Das lässt sich verbinden, wenn Führung und Team gut zusammenarbeiten. Hier bin ich auf beiden Seiten sehr gut aufgestellt. Hinzu kommt, dass ich neben den Gesprächen vor Ort auch über die digitalen Kanäle gut vernetzt bin. So erfahre ich zum Beispiel auch mal nebenbei über LinkedIn, dass eine Mitarbeiterin ihr erstes Jahr in der IHK feiert und kann direkt gratulieren.
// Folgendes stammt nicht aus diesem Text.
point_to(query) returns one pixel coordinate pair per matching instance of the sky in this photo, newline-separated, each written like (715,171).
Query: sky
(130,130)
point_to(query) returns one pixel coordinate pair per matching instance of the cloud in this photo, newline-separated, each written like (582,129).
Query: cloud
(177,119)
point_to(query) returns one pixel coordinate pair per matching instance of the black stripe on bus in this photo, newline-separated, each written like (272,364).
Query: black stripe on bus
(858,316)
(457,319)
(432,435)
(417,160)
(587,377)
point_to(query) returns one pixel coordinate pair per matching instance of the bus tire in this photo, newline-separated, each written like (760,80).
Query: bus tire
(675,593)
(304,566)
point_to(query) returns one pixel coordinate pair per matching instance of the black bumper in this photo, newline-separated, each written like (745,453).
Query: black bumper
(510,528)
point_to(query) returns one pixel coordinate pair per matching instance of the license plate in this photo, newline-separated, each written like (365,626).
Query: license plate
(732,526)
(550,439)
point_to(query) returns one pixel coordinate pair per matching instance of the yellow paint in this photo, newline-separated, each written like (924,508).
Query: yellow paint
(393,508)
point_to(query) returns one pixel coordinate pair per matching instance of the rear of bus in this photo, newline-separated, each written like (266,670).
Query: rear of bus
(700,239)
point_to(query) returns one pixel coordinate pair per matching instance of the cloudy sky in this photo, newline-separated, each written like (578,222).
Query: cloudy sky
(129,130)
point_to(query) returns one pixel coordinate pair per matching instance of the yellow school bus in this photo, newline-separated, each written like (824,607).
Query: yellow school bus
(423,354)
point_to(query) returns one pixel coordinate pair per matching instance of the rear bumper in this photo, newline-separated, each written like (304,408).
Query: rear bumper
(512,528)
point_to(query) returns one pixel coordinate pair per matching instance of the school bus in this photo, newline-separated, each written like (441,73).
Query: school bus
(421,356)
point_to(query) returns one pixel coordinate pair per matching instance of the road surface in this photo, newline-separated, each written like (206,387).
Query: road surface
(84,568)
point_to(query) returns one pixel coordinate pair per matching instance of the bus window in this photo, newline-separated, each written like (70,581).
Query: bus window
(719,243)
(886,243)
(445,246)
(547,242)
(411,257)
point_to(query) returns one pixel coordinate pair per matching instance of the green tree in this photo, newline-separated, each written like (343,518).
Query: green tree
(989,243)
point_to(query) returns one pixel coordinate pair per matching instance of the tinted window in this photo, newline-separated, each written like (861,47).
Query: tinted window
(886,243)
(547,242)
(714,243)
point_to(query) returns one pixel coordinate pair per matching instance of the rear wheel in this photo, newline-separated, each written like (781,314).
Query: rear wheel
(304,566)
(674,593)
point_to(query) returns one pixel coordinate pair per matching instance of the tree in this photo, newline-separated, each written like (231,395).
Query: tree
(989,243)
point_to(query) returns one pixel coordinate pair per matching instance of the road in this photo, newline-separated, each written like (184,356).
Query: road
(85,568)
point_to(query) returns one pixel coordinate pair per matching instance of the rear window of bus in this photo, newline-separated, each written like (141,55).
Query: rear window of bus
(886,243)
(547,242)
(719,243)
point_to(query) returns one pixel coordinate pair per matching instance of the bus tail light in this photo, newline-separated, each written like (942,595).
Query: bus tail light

Wie war der Start an der IHK-Spitze?
Sehr bewegt. Nach den ersten Unternehmens- und Politikgesprächen konnte ich direkt beim Jahresempfang der Wirtschaft in der Mainzer Rheingoldhalle die Themen adressieren, die unsere Unternehmen aktuell umtreiben – mit der Ministerpräsidentin und dem Bundeswirtschaftsminister als Dialogpartnern vor Ort.
Welche Themen sind das?
Viele unserer Betriebe wissen nicht, wie es weitergehen soll. Inflation, Energie- und Rohstoffkosten belasten die Bilanzen. Dazu kommen Lieferschwierigkeiten, lähmende Bürokratie und der Arbeitskräftemangel. Vor allem: Es fehlt das Vertrauen, dass Entscheidungen Bestand haben. Weshalb Unternehmen weniger investieren. Dazu zwei Schlaglichter, die direkt mit den politischen Rahmenbedingungen zusammenhängen: die zunehmende Bürokratisierung und das schwindende Vertrauen in unseren Industrie- und Innovationsstandort.
Sind das auch die Schwerpunkte, die Sie setzen wollen?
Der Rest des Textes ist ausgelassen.